Maternity Flashcards
- What does the rupture of membranes represent?
A hole/tear forms in the amniotic sac, can either be spontaneous, most often after active labour has started, or can be ruptured by a doctor/midwife. It is normally a cloudy-white - amber-straw colour and has a sweeter smell or no smell.
Lying down more likely to feel gush than standing because baby’s head acts a plug.
- What are the characteristics of first and second stage of labour?
First: onset of contractions every 2-20mins, 20-60secs, duration to full cervical dilation
Second: full cervical dilation to birth of the baby - primipara 1-2hrs, multipara 15-45mins
- What are considerations for maternity destination?

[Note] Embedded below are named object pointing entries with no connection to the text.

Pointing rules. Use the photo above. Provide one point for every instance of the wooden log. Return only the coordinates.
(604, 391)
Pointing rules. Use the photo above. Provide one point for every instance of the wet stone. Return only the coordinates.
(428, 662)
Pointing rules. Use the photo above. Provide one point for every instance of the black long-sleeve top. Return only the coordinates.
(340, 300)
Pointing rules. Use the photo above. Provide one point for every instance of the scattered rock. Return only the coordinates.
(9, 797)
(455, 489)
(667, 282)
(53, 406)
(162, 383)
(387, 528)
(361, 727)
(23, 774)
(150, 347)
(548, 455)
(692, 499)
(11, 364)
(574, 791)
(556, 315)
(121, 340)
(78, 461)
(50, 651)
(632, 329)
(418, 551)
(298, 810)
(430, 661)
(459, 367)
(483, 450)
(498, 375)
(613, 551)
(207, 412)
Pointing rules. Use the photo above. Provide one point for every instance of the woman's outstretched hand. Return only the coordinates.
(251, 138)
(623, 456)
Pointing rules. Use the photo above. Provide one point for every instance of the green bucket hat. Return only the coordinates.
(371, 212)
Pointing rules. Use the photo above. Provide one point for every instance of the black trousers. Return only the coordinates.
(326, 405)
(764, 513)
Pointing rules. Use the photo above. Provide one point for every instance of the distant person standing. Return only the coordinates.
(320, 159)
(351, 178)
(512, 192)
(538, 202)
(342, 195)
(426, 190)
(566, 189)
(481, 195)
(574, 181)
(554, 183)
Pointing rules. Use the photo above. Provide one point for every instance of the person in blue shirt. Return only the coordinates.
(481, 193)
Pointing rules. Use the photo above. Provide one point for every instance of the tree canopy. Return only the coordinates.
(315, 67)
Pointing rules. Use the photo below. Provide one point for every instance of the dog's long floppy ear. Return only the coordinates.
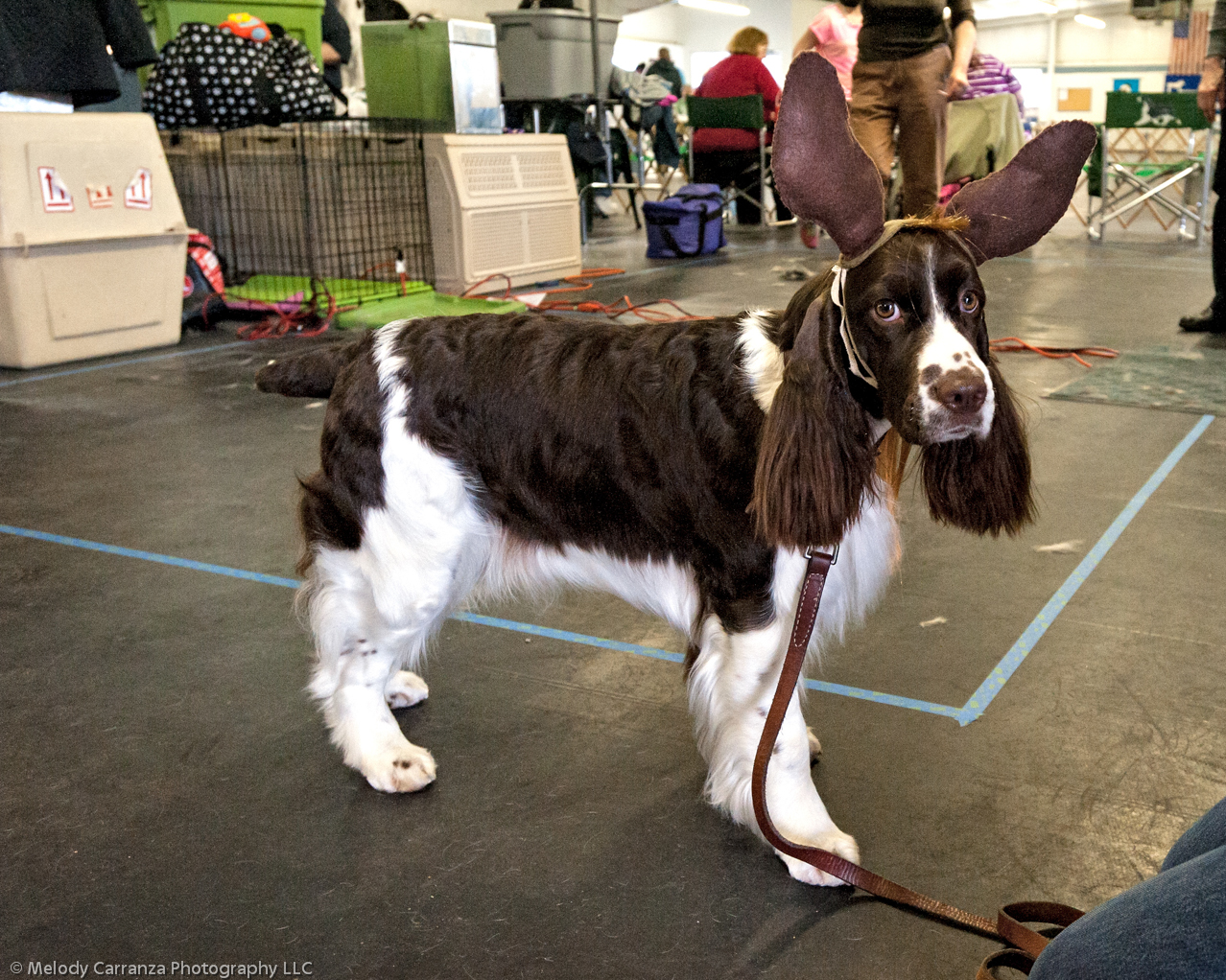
(1013, 208)
(820, 172)
(983, 485)
(815, 459)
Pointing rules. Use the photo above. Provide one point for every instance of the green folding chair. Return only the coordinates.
(1147, 146)
(735, 113)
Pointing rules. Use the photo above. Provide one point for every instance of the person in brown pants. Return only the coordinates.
(907, 75)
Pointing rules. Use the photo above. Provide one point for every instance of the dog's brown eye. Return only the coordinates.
(886, 310)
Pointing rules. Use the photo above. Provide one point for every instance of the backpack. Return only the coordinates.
(208, 78)
(688, 223)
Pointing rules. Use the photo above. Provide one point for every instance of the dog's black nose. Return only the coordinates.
(961, 392)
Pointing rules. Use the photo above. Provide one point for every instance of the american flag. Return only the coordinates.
(1189, 43)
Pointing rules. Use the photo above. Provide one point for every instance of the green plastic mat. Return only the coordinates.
(1191, 381)
(424, 303)
(282, 288)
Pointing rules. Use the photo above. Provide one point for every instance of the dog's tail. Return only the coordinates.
(308, 375)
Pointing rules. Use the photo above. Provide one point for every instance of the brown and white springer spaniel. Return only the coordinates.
(683, 467)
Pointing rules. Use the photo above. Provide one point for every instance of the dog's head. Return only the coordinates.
(896, 331)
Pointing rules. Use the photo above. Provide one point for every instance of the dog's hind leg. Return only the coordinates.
(731, 688)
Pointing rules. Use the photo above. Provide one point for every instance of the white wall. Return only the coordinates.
(1085, 58)
(696, 31)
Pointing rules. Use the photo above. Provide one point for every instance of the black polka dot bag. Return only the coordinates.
(208, 78)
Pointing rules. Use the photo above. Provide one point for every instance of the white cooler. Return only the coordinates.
(92, 238)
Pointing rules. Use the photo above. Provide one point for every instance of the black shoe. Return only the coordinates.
(1207, 321)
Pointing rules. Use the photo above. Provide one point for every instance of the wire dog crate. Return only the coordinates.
(309, 217)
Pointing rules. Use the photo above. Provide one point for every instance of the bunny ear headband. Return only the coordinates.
(823, 175)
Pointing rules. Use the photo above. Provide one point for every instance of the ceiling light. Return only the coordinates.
(716, 7)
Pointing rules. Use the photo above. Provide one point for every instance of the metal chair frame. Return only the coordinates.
(1128, 185)
(735, 113)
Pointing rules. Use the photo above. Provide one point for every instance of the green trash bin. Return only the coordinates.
(302, 18)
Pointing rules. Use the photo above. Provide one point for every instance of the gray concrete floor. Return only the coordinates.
(168, 793)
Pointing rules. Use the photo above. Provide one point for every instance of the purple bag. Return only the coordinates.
(688, 223)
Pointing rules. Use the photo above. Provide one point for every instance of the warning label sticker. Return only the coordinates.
(100, 195)
(56, 194)
(140, 190)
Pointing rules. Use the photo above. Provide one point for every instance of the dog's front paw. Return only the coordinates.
(398, 768)
(405, 689)
(834, 841)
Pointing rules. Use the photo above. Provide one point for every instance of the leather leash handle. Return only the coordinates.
(1008, 926)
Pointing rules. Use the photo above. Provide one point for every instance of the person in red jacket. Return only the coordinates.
(730, 157)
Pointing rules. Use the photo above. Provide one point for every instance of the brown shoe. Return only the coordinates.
(1207, 321)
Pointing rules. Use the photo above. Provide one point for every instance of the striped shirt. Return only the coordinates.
(989, 76)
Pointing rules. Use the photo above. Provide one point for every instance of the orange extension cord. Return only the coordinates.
(613, 310)
(1017, 345)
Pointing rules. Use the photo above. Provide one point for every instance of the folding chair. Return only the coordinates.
(735, 113)
(1147, 145)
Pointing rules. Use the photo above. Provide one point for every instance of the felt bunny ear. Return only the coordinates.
(820, 172)
(1013, 208)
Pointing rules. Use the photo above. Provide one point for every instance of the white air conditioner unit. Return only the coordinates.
(1160, 10)
(502, 204)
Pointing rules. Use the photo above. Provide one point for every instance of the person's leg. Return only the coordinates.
(1204, 835)
(1213, 317)
(874, 111)
(922, 115)
(1168, 927)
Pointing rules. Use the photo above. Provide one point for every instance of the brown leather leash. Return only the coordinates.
(1026, 943)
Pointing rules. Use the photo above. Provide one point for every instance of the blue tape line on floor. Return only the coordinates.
(883, 698)
(978, 702)
(122, 362)
(131, 552)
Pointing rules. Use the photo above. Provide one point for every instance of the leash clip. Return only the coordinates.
(814, 548)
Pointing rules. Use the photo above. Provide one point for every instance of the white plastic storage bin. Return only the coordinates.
(92, 238)
(547, 54)
(502, 204)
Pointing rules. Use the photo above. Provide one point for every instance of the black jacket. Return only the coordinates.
(60, 47)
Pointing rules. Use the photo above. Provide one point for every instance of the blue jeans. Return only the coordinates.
(1168, 927)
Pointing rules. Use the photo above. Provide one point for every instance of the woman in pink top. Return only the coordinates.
(833, 35)
(730, 157)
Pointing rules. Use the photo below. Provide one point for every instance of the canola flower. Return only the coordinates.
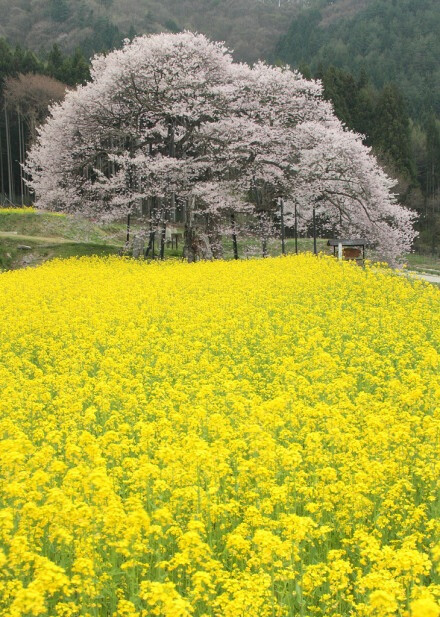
(245, 439)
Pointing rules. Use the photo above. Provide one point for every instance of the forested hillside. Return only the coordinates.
(250, 27)
(392, 40)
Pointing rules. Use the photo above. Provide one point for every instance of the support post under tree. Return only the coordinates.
(234, 236)
(296, 229)
(128, 229)
(163, 232)
(315, 250)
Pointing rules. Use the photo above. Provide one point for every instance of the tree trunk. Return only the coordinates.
(190, 249)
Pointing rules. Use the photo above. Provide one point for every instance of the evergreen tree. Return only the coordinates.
(392, 129)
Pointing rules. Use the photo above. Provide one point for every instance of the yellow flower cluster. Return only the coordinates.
(28, 210)
(245, 439)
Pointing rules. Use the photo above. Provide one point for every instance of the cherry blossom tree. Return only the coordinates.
(172, 119)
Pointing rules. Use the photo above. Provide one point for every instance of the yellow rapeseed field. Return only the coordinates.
(249, 439)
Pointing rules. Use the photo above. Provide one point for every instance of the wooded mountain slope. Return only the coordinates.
(392, 40)
(250, 27)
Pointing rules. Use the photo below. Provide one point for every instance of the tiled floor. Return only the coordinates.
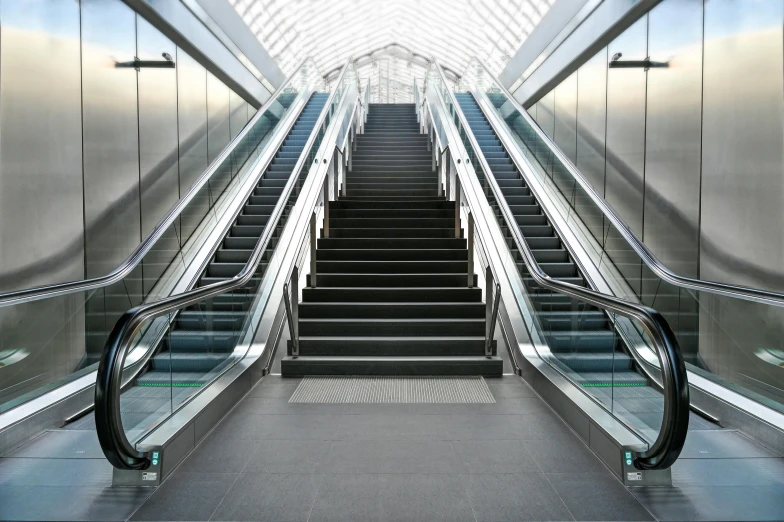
(271, 460)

> 36 weeks and uncomplicated Tx to booked maternity unit/closest
32-36 weeks consult PIPER
<32 weeks Tx to closest of Women’s, Mercy, Women Heidelberg or MMC
*Not to Alfred unless in cardiac arrest <24 weeks gestation with mCPR in progress
- What is the Rx for pre-eclampsia?
- Severe HTN SBP>170 or DBP>110 and pre-eclampsia s&s - consult with PIPER to Mx HTN
- Seizure activity: Mx as per CPG, left lateral tilt, High flow O2
- What are the S+S of pre-ecmlampsia?
- Headache
- Cerebral irritation/agitation
- Visual disturbances (flashing lights, shimmering)
- N/V
- Heartburn
- Hyper-reflexia
- Elevation of 20mmHg above normal BP may be sufficient sign if other Sx present
- What are the main steps to consider for a Normal Birth?
- As head advances encourage mother to push with each contraction, if birthing too fast encourage mother to pant instead
- Gentle pressure to perineum to reduce tear
- Note time of head delivery
- Check for umbilical cord around neck, if loose unwrap, if tight encourage pushing, otherwise clamp and cut cord
- Gentle downwards pressure to deliver anterior shoulder and upward for posterior, note time of birth - if body fails to deliver <60secs after head Mx as shoulder dystocia
- Cord - wait for it to stop pulsating 1-2mins - clamp 10cm from baby and second a further 5cm
- Placenta takes 15-60mins, position sitting/squatting, breast feeding may assist separation - ask mother to push - ease out with see-saw motion, note time of delivery and place into container
- Don’t massage fundus once firm
- What should be done in the setting of imminent breech birth with back not uppermost?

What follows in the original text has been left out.